Blogger Rechte Teil 6: Bilder, Grafiken und Skizzen

Wir wünschen euch ein frohes neues Jahr und beginnen es mit einer weiteren Folge unserer Serie “Blogger-Rechte”!

Blogger Rechte: rechtlicher Schutz von Bildern, Grafiken und Skizzen

Wie schon im vorigen Beitrag angekündigt, widmen wir uns nun dem rechtlichen Schutz von Bildern, Grafiken und Skizzen.

Gleich vorweg: Fotos sind auf jeden Fall rechtlich geschützt.
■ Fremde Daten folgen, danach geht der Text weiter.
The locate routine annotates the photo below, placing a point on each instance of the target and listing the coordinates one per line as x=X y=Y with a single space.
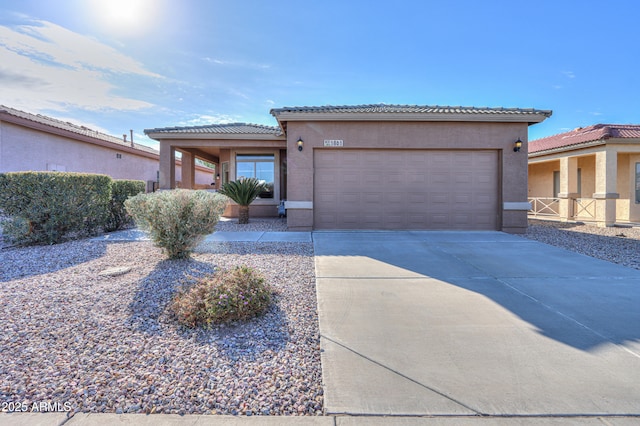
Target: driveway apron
x=474 y=323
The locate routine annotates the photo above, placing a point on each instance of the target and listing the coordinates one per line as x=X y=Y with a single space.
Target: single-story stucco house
x=33 y=142
x=589 y=174
x=373 y=166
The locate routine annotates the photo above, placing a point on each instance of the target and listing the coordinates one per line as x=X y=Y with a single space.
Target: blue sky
x=115 y=65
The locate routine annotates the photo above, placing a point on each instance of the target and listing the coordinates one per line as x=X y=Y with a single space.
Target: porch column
x=606 y=187
x=167 y=166
x=188 y=170
x=568 y=187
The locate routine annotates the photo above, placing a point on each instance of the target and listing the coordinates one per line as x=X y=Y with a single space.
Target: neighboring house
x=38 y=143
x=588 y=174
x=373 y=166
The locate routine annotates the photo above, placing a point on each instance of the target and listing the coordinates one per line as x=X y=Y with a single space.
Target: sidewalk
x=82 y=419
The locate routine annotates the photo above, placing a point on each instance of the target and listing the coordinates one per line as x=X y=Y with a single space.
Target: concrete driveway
x=469 y=323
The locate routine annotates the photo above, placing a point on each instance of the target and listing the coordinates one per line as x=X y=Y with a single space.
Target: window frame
x=233 y=170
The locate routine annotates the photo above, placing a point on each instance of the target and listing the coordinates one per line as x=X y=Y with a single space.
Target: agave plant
x=243 y=192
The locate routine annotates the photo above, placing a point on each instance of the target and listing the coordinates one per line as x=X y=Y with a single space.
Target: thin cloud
x=203 y=120
x=237 y=64
x=45 y=66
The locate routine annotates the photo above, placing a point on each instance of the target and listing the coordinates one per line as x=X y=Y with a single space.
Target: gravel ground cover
x=615 y=244
x=76 y=331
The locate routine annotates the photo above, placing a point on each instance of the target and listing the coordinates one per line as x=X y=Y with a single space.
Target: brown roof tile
x=582 y=135
x=230 y=128
x=389 y=108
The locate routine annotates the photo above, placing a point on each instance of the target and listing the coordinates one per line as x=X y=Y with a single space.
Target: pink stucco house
x=33 y=142
x=589 y=174
x=373 y=166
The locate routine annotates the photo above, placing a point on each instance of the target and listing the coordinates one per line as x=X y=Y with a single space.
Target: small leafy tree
x=177 y=220
x=243 y=192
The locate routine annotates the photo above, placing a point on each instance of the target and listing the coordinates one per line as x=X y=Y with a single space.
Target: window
x=261 y=167
x=579 y=183
x=637 y=182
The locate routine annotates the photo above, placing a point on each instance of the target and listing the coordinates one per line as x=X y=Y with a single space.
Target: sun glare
x=126 y=17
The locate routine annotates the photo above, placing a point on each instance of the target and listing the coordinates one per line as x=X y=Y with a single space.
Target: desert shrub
x=243 y=192
x=120 y=191
x=228 y=295
x=177 y=220
x=47 y=207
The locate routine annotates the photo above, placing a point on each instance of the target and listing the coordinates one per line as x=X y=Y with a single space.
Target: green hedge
x=47 y=207
x=121 y=190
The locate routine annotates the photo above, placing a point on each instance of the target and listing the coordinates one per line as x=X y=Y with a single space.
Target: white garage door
x=405 y=189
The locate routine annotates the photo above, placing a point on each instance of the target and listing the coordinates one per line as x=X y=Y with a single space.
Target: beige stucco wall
x=24 y=149
x=541 y=178
x=409 y=135
x=634 y=207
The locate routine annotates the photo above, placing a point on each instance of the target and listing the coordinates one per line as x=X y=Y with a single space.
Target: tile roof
x=230 y=128
x=583 y=135
x=70 y=127
x=400 y=109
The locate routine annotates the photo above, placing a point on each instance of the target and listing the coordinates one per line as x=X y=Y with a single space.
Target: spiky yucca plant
x=243 y=192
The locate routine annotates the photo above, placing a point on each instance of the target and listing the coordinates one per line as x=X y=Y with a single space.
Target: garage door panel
x=410 y=189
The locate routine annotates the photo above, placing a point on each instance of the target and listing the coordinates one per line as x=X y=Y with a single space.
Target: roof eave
x=215 y=136
x=567 y=148
x=530 y=118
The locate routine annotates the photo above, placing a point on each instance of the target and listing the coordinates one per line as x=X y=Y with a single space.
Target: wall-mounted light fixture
x=517 y=145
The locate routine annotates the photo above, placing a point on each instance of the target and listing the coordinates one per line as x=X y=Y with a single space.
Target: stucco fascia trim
x=568 y=148
x=518 y=205
x=479 y=117
x=306 y=205
x=215 y=136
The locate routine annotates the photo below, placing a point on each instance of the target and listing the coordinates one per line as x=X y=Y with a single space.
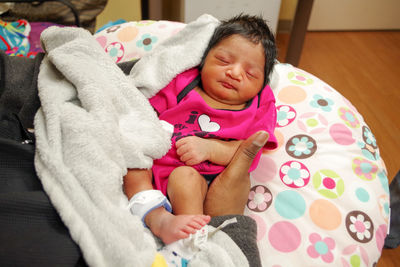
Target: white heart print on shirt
x=207 y=125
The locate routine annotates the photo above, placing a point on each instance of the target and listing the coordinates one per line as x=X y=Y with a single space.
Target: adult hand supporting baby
x=228 y=193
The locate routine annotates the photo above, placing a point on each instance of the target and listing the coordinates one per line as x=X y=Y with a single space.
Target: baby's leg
x=163 y=224
x=187 y=190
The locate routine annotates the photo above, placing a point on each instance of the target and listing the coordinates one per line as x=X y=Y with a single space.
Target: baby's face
x=233 y=70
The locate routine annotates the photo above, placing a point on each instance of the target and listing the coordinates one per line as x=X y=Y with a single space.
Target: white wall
x=355 y=15
x=224 y=9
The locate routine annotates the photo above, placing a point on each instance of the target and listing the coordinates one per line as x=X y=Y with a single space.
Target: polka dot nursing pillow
x=321 y=198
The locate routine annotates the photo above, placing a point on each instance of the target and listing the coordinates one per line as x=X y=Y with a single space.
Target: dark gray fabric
x=244 y=234
x=393 y=238
x=18 y=86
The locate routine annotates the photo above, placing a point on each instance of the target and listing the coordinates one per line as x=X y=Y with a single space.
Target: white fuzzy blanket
x=94 y=124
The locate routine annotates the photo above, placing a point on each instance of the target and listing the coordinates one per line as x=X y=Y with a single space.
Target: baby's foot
x=170 y=228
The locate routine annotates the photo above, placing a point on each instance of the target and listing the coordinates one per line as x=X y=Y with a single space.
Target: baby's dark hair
x=253 y=28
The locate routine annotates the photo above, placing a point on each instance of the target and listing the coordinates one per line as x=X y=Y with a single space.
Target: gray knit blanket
x=94 y=123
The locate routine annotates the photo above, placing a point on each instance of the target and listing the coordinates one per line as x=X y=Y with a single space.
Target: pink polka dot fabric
x=321 y=198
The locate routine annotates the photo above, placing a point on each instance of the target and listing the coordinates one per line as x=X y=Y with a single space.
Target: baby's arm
x=193 y=150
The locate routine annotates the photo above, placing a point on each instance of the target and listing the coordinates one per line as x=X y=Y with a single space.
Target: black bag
x=393 y=238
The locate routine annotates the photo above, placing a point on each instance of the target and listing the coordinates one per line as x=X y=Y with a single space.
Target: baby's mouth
x=227 y=85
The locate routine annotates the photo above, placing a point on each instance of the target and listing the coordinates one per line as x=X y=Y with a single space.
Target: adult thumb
x=247 y=151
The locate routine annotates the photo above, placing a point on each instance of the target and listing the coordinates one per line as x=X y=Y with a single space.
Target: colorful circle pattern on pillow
x=321 y=198
x=131 y=40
Sie müssen sich stets um die Einwilligung des Rechteinhabers kümmern, wenn Sie Fotos in Ihrem Blog verwenden möchten. Gleiches gilt in den meisten Fällen auch für Zeichnungen und Skizzen.

Nach der Rechtsprechung sind Fotografien fast immer ein urheberrechtlich geschütztes Werk. Der Oberste Gerichtshof hat urheberrechtlichen Schutz sogar in jenen Fällen bejaht, in denen es gut möglich ist, dass mehrere Fotografen zu einem sehr ähnlichen Aufnahmeergebnis gelangen würden. Das bedeutet, dass selbst banalste Fotos von Speisen und Getränken nach dem Urheberrechtsgesetz vor der Übernahme ohne Einwilligung des Rechteinhabers geschützt sind.

Es besteht ohnehin auch rechtlicher Schutz, wenn Fotos ausnahmsweise kein Werk darstellen. Das ist der Fall, wenn es überhaupt keinen gestalterischen Spielraum gibt, den der Fotograf ausnutzen kann. Ich stelle mir das zum Beispiel bei Passfotos vor, die ja nach EU-Vorgaben völlig genormt sind. Die Größe und Position des Kopfes und auch der Blick der Abgebildeten sind fest vorgeschrieben.

Wie sind solche „schlichten“ Fotos geschützt?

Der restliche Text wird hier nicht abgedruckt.